St George’s said the measure was to combat the growing problem of maternity and health tourism at UK hospitals and the “blanket” approach to all women was to avoid accusations of discrimination.
They highlighted a particular problem where con men have been found to be charging women from Nigeria to have babies on the NHS.
The proposals from a recent board meeting at the trust, seen by Health Service Journal, said: “At booking every patient will need to show a form of photo ID or proof of their right to remain (asylum status, visa, etc).
“Any patient who is unable to do this will be referred to the trust’s overseas patient team for specialist document screening, in liaison with the UK Border Agency and the Home Office.
“No one will be discriminated against. The intention is for this to become standard procedure.”
NHS trusts are supposed to charge patients from outside Europe for healthcare unless they have the right to reside in the UK but many have struggled to recoup the costs from people who live overseas.
Estimates published by fact checking charity, FullFact, last year found that the annual cost of foreigners using the NHS was around £2bn.
Of this, the Department of Health predicted that £500m per year could be recovered but only £100m was received in 2013/14.
It said the number of people who came to the UK deliberately to seek treatment was small - roughly between £110m and £280m a year - with the majority of overseas patients being forced to use it in an emergency.
But according to the Daily Telegraph, the number of visitors or migrants on temporary visas giving birth in the NHS reached 50,000 last year.
A spokesman for St George’s Hospital told The Independent that the ID policy would only apply to non-emergency patients and any woman would couldn’t provide ID would be handed over to the overseas patient team for specialist document screening.
He said: “Like many London Trusts, we treat a high number of patients from overseas who are not eligible for NHS treatment. All patients in need of emergency NHS care at St George’s are treated and prioritised accordingly, regardless of their eligibility.
“Our priority at all times is to provide care and treatment to patients requiring our services. However, we also have a duty to ensure we use our resources wisely.
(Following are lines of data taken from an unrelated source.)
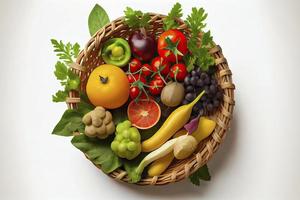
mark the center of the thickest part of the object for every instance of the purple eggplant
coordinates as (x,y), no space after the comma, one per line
(142,46)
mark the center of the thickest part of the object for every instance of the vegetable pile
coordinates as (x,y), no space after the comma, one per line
(150,102)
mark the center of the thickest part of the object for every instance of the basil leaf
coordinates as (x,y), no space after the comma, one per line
(61,71)
(69,123)
(60,96)
(97,19)
(98,151)
(202,173)
(84,106)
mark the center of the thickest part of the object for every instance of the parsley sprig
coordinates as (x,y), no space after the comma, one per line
(136,18)
(67,53)
(170,21)
(199,53)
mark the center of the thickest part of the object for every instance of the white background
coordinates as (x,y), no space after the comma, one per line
(260,157)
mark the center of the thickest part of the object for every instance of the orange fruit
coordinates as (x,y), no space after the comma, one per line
(108,86)
(143,114)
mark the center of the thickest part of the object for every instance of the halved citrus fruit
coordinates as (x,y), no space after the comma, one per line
(143,114)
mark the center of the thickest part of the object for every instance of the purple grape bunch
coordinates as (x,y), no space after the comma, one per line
(196,82)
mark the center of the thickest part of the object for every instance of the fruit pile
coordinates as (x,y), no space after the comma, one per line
(163,83)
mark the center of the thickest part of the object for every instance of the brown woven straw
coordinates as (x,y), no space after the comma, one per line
(89,59)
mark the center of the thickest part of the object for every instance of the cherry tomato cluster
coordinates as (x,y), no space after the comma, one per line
(151,77)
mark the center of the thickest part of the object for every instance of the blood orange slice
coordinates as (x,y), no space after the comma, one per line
(143,114)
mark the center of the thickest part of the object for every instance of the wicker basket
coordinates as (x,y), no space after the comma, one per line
(89,59)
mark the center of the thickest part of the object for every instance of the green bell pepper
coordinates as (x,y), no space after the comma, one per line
(116,51)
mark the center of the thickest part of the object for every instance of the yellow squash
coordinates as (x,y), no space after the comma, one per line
(177,119)
(160,165)
(205,128)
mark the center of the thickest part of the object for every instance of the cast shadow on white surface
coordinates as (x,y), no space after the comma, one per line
(185,188)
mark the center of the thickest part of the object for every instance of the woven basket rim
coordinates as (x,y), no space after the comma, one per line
(223,117)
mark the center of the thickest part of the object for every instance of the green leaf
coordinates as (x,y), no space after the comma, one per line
(69,123)
(195,21)
(201,174)
(172,46)
(84,106)
(136,18)
(98,151)
(60,96)
(170,21)
(76,50)
(131,168)
(73,81)
(62,51)
(97,19)
(61,71)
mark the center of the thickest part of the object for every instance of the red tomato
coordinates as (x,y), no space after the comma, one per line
(160,64)
(143,114)
(156,86)
(134,92)
(179,71)
(135,65)
(156,77)
(176,37)
(135,77)
(146,69)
“We will continue to treat patients presenting to St George’s, whilst also looking at ways of tightening up our existing processes for ineligible patients accessing non-emergency treatment.”
Existing guidelines already recommend the measure and the board’s proposal would just see this happening in practice, he added.
A spokeswoman for the Department of Health said: "NHS Trusts and Foundation Trusts in England are legally obliged to check whether patients are eligible for non-emergency NHS treatment free at the point of use, and recover costs from the overseas patients who are not normally resident in the UK where charges apply.
"We welcome St George's pilot to test new processes to recoup costs from overseas patients and look forward to the results."